One options is to deploy directly from my own machine, but that’d deploy all the local changes I have (and I do have some occasionally), so it’d never really be a clean slate.

Travis CI to the rescue! This little feat also makes me eat my own dog food, working on Travis CI myself.

Even with a Jekyll site, deploying the content follows the simple pattern of installing dependencies and building the site.

With the code always coming from GitHub, I could be sure that the deployed state would always correspond to what’s currently checked in.

First order of business: activate the repository on Travis CI, login required.

Go to your profile, and turn on the repository.

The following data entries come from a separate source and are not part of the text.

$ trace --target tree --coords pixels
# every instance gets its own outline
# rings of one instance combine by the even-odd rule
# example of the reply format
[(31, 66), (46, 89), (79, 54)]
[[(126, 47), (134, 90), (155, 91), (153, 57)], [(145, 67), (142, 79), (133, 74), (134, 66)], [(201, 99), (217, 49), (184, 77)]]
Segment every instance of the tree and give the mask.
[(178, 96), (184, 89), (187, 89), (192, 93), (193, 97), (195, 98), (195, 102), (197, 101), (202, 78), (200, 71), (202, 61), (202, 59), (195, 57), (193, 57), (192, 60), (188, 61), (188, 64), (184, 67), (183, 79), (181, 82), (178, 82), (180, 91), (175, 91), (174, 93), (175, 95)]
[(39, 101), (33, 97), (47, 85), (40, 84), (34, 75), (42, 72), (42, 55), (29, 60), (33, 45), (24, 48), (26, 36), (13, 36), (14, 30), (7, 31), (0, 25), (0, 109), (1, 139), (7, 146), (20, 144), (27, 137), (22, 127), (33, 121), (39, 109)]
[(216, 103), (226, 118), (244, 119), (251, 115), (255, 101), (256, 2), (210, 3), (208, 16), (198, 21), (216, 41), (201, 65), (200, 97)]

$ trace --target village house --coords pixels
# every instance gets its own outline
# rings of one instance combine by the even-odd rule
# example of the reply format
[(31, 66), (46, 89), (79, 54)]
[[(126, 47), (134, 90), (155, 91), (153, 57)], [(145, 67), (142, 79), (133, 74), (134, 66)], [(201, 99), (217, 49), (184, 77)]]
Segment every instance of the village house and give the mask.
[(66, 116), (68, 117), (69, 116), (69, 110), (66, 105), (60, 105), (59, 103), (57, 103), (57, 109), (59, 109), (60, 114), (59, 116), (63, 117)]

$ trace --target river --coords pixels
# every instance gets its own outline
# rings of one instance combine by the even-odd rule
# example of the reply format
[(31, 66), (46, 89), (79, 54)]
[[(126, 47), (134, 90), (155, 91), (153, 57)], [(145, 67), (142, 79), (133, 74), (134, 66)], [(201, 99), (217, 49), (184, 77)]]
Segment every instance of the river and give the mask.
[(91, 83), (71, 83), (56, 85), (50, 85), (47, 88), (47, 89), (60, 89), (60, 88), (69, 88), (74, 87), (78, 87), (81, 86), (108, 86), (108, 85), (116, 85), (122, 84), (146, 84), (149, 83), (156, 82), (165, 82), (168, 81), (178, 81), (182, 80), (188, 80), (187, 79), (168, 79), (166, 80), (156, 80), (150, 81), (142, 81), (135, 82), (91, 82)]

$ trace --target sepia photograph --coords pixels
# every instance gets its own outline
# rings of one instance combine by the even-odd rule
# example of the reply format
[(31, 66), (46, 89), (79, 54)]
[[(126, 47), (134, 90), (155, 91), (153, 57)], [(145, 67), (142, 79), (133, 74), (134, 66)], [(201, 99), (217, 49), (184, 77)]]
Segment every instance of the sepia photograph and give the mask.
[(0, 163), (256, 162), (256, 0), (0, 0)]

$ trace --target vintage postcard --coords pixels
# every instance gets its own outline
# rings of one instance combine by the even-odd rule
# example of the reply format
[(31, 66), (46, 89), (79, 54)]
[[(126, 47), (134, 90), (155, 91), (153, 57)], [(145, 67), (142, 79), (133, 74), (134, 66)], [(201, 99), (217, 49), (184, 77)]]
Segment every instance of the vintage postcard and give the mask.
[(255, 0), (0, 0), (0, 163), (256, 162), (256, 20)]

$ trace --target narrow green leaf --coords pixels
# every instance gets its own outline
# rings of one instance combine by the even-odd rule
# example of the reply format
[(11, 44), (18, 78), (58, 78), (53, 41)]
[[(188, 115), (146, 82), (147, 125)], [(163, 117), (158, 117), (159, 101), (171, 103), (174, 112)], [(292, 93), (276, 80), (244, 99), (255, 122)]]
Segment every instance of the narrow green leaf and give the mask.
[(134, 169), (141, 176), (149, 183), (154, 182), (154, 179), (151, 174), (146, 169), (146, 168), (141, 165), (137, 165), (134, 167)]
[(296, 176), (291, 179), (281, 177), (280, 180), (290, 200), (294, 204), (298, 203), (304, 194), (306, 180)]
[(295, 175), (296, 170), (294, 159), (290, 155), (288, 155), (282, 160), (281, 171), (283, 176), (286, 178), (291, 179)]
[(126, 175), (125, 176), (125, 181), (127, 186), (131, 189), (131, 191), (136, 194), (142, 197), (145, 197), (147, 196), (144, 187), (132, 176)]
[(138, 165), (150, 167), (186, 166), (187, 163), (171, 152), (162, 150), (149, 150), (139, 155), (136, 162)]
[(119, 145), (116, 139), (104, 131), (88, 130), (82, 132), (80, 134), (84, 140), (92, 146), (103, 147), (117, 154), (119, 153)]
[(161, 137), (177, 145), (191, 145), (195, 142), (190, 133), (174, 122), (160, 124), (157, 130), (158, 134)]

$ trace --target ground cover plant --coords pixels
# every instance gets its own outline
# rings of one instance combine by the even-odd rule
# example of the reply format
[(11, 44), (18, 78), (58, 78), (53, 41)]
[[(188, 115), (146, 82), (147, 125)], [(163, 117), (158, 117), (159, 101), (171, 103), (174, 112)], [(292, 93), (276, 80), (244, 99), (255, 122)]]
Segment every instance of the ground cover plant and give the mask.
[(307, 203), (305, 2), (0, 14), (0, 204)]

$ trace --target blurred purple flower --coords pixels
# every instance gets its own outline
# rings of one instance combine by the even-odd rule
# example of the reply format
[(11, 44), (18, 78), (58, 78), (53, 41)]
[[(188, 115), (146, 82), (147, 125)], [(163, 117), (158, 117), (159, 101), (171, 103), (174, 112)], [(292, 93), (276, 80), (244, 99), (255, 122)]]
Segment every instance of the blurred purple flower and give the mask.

This enables the service hook on GitHub, and all subsequent commits will be sent to Travis CI for instant building.

Continuous Synchronization

To deploy your site, you’ll need a few libraries, most importantly, jekyll. There’s a nice little tool called “s3_website”, which synchronizes a static site with S3. It even supports Jekyll and its static content in the _site directory, neat!

Here’s the Gemfile:

source "https://rubygems.org"

gem 'jekyll'
gem 's3_website'
gem 'redcarpet'

I’ve added Redcarpet too, as it’s currently the best Markdown engine available for Ruby. It’s been serving me well for the Riak Handbook too!

s3_website needs a configuration file. You can create a default using s3_website cfg create.

Here’s the one I use to deploy this very site:

s3_id: <%= ENV['S3_ACCESS_KEY_ID'] %>
s3_secret: <%= ENV['S3_SECRET_KEY'] %>
s3_bucket: www.paperplanes.de

max_age:
  "public/*": 6000
  "*": 300

s3_endpoint: us-east-1
s3_reduced_redundancy: true

concurrency_level: 100

Note that the bucket needs to exist before you’re getting started. I recommend naming it after your website, based on the domain people use to access it.

As you can then configure CNAME entries for site that points it to the bucket, and S3 does automatic resolution of the right bucket for you.

The build and deployment process

The .travis.yml required to tell Travis CI is succinct and simple:

language: ruby
rvm:
  - 1.9.3
script: bundle exec jekyll build
install: bundle install
after_success: bundle exec s3_website push --headless

The language used is Ruby, and we’re sticking to 1.9.3.

The script section defines the command to run to build the code, in this case jekyll build which builds the site and generates the static result in the _site folder.

The install section is customized to prevent Bundler from running with the --deployment flag, which is the default for projects with a Gemfile.lock. Unfortunately it leads to strange errors generating the site.

The last and most important bit is the code that ships the site to S3. s3_website push synchronizes the static output with S3, only uploading files that have changed. This last bit is very neat, as it keeps the whole sync process nice and short.

Secure credentials

The last puzzle piece is the question of how to get those S3 credentials securely into Travis CI without exposing them to the public.

The access keys are defined as environment variables in the configuration, so we just need a way to have them set up for our build on Travis CI.

For this bit, you need the travis gem installed. Best to add it to your Gemfile. Travis CI has a feature called “secure environment variables”, that allow you to encrypt sensitive data in your .travis.yml to avoid exposing it to the public.

I’d recommend creating a separate user on Amazon IAM for this purpose, with restricted permissions only for the bucket you’re deploying too. You’ll need most permissions available, including listing, fetching and deleting objects.

When you have the credentials, run the following commands in your project’s directory. The travis tool will automatically look up the encryption keys for you on Travis CI.

$ travis encrypt S3_ACCESS_KEY_ID=ASASK... --add env.global
$ travis encrypt S3_SECRET_KEY=sshhhhh... --add env.global

These commands add the environment variables to your .travis.yml. Add the file to git, and push the changes to GitHub.

Now watch your blog be automatically deployed while also making sure the content builds correctly.

Fin

This article about deploying your Jekyll site to S3 with Travis CI was automatically deployed to S3 with Travis CI. Did that just blow your mind?